Para triunfar de Prometeo, Zeus debe recurrir a la violencia y encadenarle a una roca del Cáucaso, donde un buitre le devorará eternamente las entrañas. Pero, aunque prisionero, Prometeo no cede; Zeus le teme porque sabe que solo él podrá explicarle el sentido de un vaticinio de las Parcas según el cual Zeus está amenazado de per­der el poder a manos de un hijo que ha­brá de nacerle. En vano Zeus intenta por mil modos lograr que Prometeo le descifre el enigma, hasta que finalmente, vencido por su constancia, tiene que permitir que Hércules (v.) le dé la libertad. El sentido de este mito, cuyos indefinidos contornos pueden ampliarse y enriquecerse según las necesidades de la fantasía humana, no se presta a una interpretación precisa, y ello mismo convierte a Prometeo en un perso­naje de misterioso alcance.

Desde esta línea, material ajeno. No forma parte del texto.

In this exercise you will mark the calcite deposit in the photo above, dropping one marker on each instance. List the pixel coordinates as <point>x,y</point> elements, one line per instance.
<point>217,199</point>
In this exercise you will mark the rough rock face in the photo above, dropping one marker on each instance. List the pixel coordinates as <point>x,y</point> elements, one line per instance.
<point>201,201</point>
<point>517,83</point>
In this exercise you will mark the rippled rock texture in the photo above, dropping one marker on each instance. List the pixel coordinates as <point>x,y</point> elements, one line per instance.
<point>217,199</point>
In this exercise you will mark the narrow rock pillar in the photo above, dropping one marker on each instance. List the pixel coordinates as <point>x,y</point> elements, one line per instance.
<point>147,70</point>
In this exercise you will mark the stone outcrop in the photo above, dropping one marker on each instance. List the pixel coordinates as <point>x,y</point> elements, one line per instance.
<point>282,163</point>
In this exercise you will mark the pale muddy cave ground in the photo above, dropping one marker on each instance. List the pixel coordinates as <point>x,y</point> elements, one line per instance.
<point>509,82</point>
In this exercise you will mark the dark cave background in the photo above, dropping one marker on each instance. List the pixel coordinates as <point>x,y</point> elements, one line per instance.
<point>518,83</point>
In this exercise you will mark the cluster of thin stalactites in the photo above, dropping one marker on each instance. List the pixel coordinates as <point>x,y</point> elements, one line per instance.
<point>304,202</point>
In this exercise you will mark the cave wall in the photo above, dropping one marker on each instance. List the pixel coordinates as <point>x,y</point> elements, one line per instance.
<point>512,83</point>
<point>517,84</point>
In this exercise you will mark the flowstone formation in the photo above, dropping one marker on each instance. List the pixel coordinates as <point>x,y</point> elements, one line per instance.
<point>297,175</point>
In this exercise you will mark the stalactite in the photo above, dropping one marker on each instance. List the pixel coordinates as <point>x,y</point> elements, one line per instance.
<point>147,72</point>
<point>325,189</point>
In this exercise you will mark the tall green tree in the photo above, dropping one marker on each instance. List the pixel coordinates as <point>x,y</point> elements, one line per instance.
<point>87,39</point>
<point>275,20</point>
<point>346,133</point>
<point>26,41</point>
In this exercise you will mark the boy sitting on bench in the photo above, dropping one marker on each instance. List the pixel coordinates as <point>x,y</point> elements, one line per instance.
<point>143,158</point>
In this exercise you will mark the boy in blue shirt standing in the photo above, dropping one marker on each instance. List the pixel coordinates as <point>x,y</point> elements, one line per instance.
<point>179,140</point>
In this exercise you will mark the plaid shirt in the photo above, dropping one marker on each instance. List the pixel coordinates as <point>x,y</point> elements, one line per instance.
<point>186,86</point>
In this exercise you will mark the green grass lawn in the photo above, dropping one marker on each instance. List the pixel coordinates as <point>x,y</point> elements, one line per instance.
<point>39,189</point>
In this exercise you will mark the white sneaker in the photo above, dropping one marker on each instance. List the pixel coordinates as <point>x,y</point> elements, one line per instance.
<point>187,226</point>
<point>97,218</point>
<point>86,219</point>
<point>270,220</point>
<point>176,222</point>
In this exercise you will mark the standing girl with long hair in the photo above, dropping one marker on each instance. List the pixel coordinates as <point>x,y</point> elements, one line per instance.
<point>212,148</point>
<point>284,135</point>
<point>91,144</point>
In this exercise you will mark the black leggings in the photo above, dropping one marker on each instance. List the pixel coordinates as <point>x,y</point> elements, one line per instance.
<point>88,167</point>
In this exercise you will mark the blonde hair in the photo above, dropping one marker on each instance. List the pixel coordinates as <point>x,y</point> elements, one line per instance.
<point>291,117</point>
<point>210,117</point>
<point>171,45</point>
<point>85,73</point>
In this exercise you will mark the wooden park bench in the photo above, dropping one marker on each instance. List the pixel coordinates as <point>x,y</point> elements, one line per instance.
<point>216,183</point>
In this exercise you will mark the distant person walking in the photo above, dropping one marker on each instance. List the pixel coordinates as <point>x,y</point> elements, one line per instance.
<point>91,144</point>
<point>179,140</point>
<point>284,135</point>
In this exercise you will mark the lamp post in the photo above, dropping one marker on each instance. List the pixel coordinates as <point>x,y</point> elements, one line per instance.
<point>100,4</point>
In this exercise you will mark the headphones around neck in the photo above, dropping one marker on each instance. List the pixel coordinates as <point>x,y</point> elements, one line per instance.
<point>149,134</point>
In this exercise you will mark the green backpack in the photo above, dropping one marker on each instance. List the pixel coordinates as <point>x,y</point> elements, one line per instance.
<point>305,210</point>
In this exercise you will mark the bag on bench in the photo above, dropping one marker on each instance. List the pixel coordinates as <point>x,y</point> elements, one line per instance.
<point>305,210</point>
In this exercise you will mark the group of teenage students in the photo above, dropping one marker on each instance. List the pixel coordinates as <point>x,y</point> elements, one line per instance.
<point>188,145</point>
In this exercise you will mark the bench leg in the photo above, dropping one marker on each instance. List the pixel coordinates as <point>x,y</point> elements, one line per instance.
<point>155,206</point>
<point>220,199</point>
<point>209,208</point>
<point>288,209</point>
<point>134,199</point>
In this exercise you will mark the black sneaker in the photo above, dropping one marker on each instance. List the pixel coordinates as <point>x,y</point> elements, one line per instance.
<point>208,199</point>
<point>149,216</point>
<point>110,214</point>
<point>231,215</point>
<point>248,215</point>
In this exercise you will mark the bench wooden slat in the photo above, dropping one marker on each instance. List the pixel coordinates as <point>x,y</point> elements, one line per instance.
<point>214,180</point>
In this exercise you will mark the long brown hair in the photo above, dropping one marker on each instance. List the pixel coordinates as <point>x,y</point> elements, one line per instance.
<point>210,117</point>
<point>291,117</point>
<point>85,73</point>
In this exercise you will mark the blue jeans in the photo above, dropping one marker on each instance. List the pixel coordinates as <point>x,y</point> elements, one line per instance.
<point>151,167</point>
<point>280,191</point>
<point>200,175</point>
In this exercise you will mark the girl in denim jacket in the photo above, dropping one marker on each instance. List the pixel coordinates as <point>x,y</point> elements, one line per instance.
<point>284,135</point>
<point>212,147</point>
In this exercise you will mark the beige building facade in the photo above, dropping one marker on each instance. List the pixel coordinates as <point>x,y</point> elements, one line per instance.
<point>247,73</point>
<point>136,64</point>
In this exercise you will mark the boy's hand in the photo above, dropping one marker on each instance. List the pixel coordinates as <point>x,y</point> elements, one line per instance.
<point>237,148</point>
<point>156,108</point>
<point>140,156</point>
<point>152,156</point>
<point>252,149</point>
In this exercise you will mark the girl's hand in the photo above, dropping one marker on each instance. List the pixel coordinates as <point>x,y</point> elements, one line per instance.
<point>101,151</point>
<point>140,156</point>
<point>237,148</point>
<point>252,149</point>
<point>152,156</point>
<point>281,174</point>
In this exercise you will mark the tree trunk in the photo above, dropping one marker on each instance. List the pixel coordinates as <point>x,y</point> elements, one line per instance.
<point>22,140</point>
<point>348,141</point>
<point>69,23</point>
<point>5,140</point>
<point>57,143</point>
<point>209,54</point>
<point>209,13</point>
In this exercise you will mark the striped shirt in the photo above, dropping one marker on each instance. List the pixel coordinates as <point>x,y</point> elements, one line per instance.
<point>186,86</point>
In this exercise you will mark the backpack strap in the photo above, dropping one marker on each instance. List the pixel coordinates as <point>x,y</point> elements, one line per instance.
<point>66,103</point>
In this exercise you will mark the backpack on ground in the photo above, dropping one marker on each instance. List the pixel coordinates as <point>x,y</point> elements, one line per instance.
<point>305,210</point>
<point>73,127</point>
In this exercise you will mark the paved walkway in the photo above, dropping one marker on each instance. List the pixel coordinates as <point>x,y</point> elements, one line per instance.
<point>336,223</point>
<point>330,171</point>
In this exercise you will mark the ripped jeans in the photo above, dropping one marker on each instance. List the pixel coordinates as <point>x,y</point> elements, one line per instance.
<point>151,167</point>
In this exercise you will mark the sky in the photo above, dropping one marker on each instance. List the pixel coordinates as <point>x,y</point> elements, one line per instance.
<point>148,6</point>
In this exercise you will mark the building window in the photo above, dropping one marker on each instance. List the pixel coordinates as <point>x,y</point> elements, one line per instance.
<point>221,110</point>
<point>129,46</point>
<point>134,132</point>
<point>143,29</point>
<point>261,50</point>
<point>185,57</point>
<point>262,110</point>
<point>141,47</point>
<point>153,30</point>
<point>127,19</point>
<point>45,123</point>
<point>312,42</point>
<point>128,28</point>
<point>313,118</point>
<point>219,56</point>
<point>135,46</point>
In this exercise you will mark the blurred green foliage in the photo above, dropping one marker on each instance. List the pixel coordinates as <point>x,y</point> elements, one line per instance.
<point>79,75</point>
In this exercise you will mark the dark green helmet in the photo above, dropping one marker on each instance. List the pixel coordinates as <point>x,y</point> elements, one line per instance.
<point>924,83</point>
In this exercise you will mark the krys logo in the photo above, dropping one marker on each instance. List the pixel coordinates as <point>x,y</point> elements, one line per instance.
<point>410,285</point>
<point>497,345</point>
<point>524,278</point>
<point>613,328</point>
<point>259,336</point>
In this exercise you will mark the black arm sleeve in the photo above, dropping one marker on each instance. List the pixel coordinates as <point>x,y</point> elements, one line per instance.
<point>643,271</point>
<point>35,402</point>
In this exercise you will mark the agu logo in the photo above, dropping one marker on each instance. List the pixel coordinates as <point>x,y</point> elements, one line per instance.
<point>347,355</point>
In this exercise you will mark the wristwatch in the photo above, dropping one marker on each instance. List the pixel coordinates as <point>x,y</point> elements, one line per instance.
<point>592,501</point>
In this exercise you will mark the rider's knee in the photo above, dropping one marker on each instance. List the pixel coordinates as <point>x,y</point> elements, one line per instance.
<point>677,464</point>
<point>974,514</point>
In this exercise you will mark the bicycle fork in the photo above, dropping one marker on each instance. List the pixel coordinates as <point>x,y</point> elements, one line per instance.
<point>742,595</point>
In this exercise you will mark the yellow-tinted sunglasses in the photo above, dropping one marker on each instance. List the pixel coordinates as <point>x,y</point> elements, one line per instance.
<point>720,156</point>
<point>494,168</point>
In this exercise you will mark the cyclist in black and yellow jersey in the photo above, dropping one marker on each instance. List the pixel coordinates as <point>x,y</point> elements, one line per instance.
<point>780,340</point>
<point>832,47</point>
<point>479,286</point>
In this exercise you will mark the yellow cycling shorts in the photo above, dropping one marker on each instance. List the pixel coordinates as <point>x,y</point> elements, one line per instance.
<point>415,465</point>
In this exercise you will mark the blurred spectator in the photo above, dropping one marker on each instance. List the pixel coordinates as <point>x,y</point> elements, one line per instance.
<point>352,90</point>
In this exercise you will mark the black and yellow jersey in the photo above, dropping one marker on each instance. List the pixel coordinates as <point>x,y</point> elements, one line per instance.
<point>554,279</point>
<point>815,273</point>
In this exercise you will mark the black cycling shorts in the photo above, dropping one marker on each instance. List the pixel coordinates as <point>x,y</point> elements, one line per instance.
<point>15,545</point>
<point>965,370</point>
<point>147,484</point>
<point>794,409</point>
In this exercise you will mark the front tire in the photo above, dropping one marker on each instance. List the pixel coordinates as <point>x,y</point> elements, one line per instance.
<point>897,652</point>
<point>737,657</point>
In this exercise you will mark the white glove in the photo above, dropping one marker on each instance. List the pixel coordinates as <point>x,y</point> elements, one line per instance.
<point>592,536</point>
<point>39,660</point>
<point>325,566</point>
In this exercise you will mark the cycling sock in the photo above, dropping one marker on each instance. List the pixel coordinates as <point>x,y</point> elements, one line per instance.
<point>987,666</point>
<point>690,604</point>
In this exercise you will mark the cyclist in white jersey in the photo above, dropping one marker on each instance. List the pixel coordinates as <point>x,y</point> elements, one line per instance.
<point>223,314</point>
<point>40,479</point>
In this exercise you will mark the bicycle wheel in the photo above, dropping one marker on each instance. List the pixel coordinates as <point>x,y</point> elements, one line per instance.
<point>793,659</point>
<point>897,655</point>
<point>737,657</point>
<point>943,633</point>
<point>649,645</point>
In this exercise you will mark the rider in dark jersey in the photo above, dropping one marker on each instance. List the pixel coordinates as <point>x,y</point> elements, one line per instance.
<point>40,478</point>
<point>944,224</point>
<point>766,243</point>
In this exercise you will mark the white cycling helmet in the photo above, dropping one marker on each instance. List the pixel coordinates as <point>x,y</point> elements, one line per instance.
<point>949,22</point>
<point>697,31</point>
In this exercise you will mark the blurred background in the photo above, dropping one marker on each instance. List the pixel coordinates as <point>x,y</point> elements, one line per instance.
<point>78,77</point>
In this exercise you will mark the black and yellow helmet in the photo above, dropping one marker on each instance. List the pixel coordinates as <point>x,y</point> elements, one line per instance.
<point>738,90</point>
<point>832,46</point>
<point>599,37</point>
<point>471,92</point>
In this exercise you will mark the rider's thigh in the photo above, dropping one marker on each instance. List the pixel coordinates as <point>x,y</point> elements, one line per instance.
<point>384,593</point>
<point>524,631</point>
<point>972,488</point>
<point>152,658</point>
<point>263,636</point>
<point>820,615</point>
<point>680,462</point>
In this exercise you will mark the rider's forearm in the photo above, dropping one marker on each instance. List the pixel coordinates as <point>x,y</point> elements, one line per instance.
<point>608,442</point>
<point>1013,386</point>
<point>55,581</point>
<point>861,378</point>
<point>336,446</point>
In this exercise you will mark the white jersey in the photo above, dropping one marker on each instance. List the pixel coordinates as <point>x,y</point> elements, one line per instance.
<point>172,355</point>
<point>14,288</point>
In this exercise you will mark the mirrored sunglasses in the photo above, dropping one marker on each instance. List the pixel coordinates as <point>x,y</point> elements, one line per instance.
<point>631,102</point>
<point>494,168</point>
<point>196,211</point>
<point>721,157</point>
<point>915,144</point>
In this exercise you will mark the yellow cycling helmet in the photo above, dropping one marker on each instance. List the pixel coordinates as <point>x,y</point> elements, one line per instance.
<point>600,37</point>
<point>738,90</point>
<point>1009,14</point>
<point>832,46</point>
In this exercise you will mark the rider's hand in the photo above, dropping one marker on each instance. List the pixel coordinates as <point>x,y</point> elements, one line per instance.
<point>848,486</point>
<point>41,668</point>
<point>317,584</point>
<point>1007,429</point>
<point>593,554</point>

Prometeo es el protector de los hombres, la encarnación de su genio inventivo y de sus ilimitadas posibilidades especulativas. En secreta opo­sición con la divinidad, Prometeo no busca propiamente la «sabiduría», porque en rigor es más sabio que Zeus, ya que puede profetizarle su fin, sino que se esfuerza por hallar el modo de valerse de su sabiduría para alcanzar la esencia misma de lo di­vino y de lo eterno, esto es, el dominio del mundo del espíritu, tal y corp. lo simbo­liza el fuego. Por ello Prometeo no es un hombre, sino sencillamente la expresión universal del genio humano que, jamás contento con los resultados obtenidos, pro­gresa continuamente de conquista en con­quista, agitándose y luchando contra los límites impuestos por el tiránico Hado.

Así, vive entre el cielo y la tierra en una re­gión cuyo único habitante es él; fácilmente se eleva por encima de lo contingente, pero no logra jamás conquistar lo absoluto, ya que está sometido a la íntima contradicción de la naturaleza humana de la que parti­cipa. Por ello es fatalmente rebelde y re­úne en sí toda la majestad de una rebelión que jamás podrá ser vencida, por cuanto es la manifestación esencial de la libertad del espíritu humano, pero que tampoco será jamás vencedora, ya que no puede infrin­gir ni modificar el orden de las cosas, a pesar de que lo llega a comprender. Oscura en su misteriosa grandeza, la figura de Prometeo es admirada, pero incomprendida durante siglos, aunque el ideal que repre­senta pase a animar otras creaciones poé­ticas : de inspiración prometeica son, en efecto, el Capaneo, y más aún el Ulises (v.) de Dante, y el Satanás o Lucifer (v.) de los poetas cristianos, desde Milton a Byron, o el Fausto (v.) de Goethe.